Add signal_deliver_fault(), which delivers a given signal directly to the current
thread using its thread-local fault info and never touches the process-wide pending set.
signal_deliver()'s frame-building tail is factored into deliver_signal_locked() and
shared. All four synchronous-fault sites in the vCPU loop (SEGV_ACCERR, BRK→SIGTRAP,
SIGILL, data-abort SIGSEGV) route through it.

Adds test-fault-signal-mt: N threads each take recoverable SIGSEGVs and assert every
delivery is SEGV_MAPERR with the right si_addr on the faulting thread. It fails
deterministically (rc=2) on the old queue-based path and passes on the fix.

Summary by cubic

Deliver synchronous fault signals to the faulting vCPU thread to keep correct si_code/si_addr and avoid lost faults. Fixes JVM crashes caused by SIGSEGV delivered as SI_USER and makes multi-threaded faults reliable.

Bug Fixes
- Added signal_deliver_fault() and routed all synchronous guest exceptions through it; bypasses the process-wide pending mask.
- Factored handler frame build into deliver_signal_locked(); supports EL0 preemption by redirecting via HV_REG_PC/CPSR.
- Updated vcpu_run_loop to use the new path and to treat HV_EXIT_REASON_UNKNOWN like CANCELED so preempted runs resume cleanly.
- Added test-fault-signal-mt to verify per-thread SIGSEGV delivery; Makefile and manifest updated.
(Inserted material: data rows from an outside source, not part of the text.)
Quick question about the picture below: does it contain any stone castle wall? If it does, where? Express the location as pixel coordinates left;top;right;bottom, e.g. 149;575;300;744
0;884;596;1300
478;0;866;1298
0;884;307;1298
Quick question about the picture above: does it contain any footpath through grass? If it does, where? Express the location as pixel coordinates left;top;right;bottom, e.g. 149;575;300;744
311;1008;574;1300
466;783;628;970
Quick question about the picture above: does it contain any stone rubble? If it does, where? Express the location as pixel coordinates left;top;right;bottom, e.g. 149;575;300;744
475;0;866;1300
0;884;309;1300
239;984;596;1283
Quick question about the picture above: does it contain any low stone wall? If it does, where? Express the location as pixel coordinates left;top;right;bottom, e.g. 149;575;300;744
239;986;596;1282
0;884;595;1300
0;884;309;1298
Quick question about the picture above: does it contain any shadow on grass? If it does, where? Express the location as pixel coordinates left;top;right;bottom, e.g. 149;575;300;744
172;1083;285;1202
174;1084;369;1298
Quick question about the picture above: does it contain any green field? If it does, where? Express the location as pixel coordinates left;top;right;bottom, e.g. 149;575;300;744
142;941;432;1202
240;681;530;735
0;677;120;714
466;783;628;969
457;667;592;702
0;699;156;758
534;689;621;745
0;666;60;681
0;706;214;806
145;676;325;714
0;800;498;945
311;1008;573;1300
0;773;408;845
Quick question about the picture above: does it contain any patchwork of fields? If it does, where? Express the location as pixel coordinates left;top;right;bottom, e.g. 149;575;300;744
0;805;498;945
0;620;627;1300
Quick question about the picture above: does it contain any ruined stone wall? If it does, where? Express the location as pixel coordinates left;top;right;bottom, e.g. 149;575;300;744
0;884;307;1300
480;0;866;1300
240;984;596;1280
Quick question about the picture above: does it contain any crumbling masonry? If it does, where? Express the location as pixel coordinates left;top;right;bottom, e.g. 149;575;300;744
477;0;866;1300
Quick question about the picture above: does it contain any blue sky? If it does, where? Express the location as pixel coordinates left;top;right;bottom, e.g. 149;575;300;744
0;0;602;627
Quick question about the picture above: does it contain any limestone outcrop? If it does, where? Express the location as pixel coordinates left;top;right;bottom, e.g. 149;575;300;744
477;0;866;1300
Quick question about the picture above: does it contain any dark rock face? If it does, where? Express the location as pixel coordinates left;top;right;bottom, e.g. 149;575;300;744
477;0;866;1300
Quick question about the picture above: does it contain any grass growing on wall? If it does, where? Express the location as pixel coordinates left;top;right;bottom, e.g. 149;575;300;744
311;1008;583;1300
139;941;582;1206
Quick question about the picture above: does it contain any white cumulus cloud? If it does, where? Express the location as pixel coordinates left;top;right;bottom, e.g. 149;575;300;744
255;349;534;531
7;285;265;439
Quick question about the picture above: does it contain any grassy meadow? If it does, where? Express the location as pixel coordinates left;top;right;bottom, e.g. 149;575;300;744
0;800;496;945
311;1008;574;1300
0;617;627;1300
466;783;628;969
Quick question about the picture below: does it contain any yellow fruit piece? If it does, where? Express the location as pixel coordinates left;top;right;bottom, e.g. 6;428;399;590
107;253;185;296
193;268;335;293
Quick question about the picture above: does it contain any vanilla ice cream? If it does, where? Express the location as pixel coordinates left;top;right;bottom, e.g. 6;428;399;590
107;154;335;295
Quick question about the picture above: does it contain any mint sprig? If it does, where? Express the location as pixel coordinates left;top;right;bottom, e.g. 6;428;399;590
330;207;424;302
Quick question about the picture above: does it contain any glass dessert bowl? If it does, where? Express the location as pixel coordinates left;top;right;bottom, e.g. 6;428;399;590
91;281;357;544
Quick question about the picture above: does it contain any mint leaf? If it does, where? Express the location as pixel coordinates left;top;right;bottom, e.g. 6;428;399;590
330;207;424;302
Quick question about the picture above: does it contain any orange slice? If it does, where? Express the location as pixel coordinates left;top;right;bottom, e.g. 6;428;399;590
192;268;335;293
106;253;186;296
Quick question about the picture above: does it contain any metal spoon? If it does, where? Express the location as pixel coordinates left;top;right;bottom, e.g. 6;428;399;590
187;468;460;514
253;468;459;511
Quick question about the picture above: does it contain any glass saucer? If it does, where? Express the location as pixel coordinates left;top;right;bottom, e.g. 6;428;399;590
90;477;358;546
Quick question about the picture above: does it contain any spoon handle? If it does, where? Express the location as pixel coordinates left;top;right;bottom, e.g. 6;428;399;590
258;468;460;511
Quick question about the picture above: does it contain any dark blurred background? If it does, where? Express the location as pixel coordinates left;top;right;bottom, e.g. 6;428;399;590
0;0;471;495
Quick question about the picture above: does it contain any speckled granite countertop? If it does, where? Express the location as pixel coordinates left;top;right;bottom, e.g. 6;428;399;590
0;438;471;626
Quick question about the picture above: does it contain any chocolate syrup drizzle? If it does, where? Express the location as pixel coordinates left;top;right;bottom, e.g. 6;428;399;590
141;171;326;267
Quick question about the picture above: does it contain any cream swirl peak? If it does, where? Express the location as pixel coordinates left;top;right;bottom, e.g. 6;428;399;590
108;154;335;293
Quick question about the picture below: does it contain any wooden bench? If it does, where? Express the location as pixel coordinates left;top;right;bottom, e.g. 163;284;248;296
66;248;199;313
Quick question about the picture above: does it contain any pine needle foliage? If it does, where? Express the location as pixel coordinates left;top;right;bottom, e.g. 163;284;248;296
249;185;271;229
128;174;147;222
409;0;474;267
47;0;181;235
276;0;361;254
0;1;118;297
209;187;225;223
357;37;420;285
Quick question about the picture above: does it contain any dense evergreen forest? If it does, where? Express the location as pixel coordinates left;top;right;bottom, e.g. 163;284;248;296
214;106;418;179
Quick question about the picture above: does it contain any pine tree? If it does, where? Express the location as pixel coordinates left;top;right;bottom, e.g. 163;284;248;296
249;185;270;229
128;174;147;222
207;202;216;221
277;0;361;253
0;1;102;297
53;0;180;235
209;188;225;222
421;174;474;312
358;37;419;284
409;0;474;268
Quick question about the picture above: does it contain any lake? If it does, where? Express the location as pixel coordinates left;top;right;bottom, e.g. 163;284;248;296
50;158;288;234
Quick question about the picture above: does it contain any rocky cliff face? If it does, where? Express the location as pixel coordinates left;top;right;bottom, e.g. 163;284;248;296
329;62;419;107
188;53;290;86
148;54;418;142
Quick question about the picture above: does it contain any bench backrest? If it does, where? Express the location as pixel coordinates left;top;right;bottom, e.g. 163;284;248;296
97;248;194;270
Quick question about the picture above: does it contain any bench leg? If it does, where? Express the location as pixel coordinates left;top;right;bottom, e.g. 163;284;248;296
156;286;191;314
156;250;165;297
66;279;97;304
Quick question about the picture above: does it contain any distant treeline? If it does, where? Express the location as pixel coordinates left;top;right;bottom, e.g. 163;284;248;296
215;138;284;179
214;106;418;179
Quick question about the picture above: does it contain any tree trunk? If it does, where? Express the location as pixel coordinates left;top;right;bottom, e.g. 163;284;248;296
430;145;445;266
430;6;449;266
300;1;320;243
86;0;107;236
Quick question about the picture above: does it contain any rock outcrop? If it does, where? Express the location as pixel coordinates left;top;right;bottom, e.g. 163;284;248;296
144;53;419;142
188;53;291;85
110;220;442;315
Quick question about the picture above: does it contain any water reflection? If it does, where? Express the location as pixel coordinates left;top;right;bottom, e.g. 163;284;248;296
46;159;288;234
^{Written for commit 23b2307. Summary will update on new commits.}

test-fork's phase-2 signal child spins in `while (!got_usr1) usleep()` waiting for a SIGUSR1 sent cross-process by its parent. The signal was delivered only ~35% of the time and lost the rest, so `make check` hung at test-fork until the 60s per-test timeout -- often longer, as leaked `elfuse --fork-child` orphans kept the driver's stdout pipe open. Two complementary defects: 1. vcpu_run_loop treated HV_EXIT_REASON_UNKNOWN as fatal. A host SIGUSR2 (the cross-process guest-signal transport) that interrupts hv_vcpu_run mid-execution aborts the run with UNKNOWN rather than the clean CANCELED that hv_vcpus_exit() produces for a vCPU caught between runs. Route UNKNOWN through the same cancellation handling so the already-queued guest signal is delivered instead of crashing the child. 2. signal_deliver redirected to the handler only via ELR_EL1, which takes effect solely on an ERET from EL1 (the syscall-return path, gated by the shim's X8==2 exec_drop_frame marker). When the signal is delivered from the cancellation branch -- i.e. the vCPU was preempted while running EL0 code (cross-process SIGUSR2, or SIGALRM in a tight loop) -- there is no pending ERET, the resume uses HV_REG_PC, and the ELR_EL1 write is a no-op: the handler never runs and only the X0=signum clobber lands, re-running the interrupted nanosleep with a bogus arg and spinning forever. Detect EL0 preemption from the live PSTATE (CPSR M[3:0]==0), save the interrupted PC from HV_REG_PC instead of the stale ELR_EL1, and redirect HV_REG_PC/CPSR directly; skip the X8==2 marker since there is no shim frame to drop. test-fork now passes 20/20 (was ~7/20); `make check` is green with no hang.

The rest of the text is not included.